Tout en se moquant, il tenta de l’écarter avec son bras. Mais Ambroisine résista et chassa son membre vigoureusement avant de repartir à l’assaut, ces yeux dardant son opposant d’éclairs :

— Veuillez m’épargner votre cuistrerie, je vous prie. Vous qui êtes certainement le plus à même de reprendre les rênes des affaires de votre oncle, pouvez-vous m’expliquer pourquoi mes protecteurs furent les seuls à tomber lors des deux attaques ?

— Le hasard, certainement, mais… dois-je vous rappeler que je n’y étais pas ?

— Exactement, mon petit Gonzague : vous n’y étiez pas ! Aussi, vous ne pouvez savoir si j’ai intrigué pour faire croire à une union avec votre oncle sur les placers, vous ne pouvez valider l’authenticité de la feuille que Schlippendorf brandit sous votre petit nez busqué hier et vous ne pouvez que vous en remettre qu’à moi quand je vous parle de son éventuelle duplicité.

— Mais pour quelles raisons remettrais-je en doute ses propos ?

— Mais pour quelles raisons remettriez-vous en doute mes propos ?

Cette dernière question avait laissé le jeune homme interdit. Son cerveau encore embué de relents éthyliques peinait à trouver une porte de sortie. On eût dit un boxer qui vacillait après avoir reçu un puissant uppercut. Ambroisine décida qu’il fallait maintenant achever l’adversaire :

— Monsieur de Schlippendorf vous a-t-il entretenu de son projet de liaison par dirigeables ?

— Je ne suis pas certain de pourvoir aborder le sujet avec vous.
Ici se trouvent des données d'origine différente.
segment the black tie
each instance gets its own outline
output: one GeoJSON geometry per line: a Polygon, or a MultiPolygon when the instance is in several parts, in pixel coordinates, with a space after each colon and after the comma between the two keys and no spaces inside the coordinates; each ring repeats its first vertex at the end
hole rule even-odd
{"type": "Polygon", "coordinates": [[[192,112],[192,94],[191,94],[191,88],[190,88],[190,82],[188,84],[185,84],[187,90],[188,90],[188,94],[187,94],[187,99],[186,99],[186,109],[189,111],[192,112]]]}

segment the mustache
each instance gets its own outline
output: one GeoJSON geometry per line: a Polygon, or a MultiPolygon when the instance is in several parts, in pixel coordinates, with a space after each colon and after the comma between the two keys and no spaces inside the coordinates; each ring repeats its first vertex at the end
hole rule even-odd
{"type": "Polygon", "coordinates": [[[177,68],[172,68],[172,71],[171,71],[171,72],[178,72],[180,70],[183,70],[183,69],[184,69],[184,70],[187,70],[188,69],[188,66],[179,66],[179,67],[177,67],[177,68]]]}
— Cessez donc d’être condescendant ! Faut-il donc que vous vous réjouissiez d’être le dindon de cette grotesque farce ? Puisqu’il vous a mis dans la confidence, vous n’êtes pas sans ignorer qu’il compte faire appel à l’entreprise allemande du comte von Zeppelin ?

— Si elle est la seule à proposer une solution qui réponde à nos besoins, je ne vois pas où se situe le problème.

— Mon pauvre ami, à votre avis, accepterait-on que l’ennemi de quarante ans ait impunément accès à des technologiques de pointe ? Évidemment non ! Il est patent que l’Allemagne a d’importants intérêts dans cette affaire, un gain aux dépens de notre pays. Et comment croyez-vous que ce contrat serait accueilli à la cour de France ?

— Et si cela permettait de faire redescendre les tensions entre nos deux pays ? Après tout, le commerce ne scelle-t-il pas les amitiés ?

La duchesse le regarda avec stupéfaction. Rapidement cette expression se mua en un incommensurable mépris.

— Prenez donc le titre de duc s’il vous sied, jeune falot, mais vous seriez bien avisé de laisser la propriété des mines aux personnes compétentes pour assurer leur pérennité, lâcha-t-elle, sur un ton glacial.

Et elle ouvrit la porte de l’étude et fit mine d’attendre son neveu et le rappela même à l’ordre. Mais lorsqu’il se fut assez rapproché, elle s’engouffra à l’intérieur et lui claqua la porte au nez.


[1] Aujourd’hui place Léopold Héder.